Early in the film Nam-sik finds himself transporting 203 through the facility just as hospital officials learn of Nam-sik’s thefts from their pharmacy courtesy of a newly-installed CCTV system.  In short order, the man with two weeks to live is on the lam with a man who can’t afford the medication he needs to stay alive.  The two spend the remainder of the film evading law enforcement so that 203 can fulfill his last wish – reconciling with his daughter whom he hasn’t seen in five years.

Choi Min-sik (Oldboy, Lady Vengeance, I Saw the Devil) is the not-so-secret weapon that successfully grounds the film. Whether he’s comically careening down the streets on a runaway moped or contemplating the few days he has left on Earth, his gravitas sells every moment he’s on camera.  Much like Al Pacino in the early years of his career, Min-sik provides so much information and emotional depth through his eyes. His smiles and laughter never quite reach his haunted gaze as he reflects on the bad choices he’s made and the time he’s wasted.  Heaven: To the Land of Happiness is worth watching for his performance alone. 

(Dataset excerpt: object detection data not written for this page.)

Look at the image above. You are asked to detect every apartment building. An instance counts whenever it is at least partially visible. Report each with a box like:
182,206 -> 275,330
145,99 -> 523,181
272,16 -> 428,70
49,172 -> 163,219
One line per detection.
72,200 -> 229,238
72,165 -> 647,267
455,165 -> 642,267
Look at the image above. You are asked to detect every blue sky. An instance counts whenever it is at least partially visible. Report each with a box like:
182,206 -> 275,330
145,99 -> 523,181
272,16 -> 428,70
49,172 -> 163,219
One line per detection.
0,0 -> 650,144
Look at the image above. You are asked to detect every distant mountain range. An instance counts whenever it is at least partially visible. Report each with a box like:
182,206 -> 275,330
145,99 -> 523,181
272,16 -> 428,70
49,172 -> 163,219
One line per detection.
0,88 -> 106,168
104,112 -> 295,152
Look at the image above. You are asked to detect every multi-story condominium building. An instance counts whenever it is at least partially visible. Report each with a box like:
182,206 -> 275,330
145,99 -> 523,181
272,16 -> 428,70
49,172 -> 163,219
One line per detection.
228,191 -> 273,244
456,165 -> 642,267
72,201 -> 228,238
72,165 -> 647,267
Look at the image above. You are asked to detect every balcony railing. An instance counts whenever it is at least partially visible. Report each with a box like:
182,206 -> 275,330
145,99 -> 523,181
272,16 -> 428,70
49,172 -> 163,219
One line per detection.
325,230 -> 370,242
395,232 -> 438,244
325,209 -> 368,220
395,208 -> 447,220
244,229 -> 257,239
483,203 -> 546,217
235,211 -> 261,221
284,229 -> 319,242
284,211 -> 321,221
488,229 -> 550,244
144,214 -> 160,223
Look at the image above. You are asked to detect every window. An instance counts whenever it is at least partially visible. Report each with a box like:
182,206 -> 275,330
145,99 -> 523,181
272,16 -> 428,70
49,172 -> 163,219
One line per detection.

The joy of Heaven: To the Land of Happiness flows from the originality of the narrative.  Some of the plot beats you expect are present and accounted for, but the story unfolds in ways you’re not expecting.  I can just see an American remake where 203 learns that he was misdiagnosed and lives happily ever after with his daughter.  This is not that film.  And you’ll be grateful that it’s not.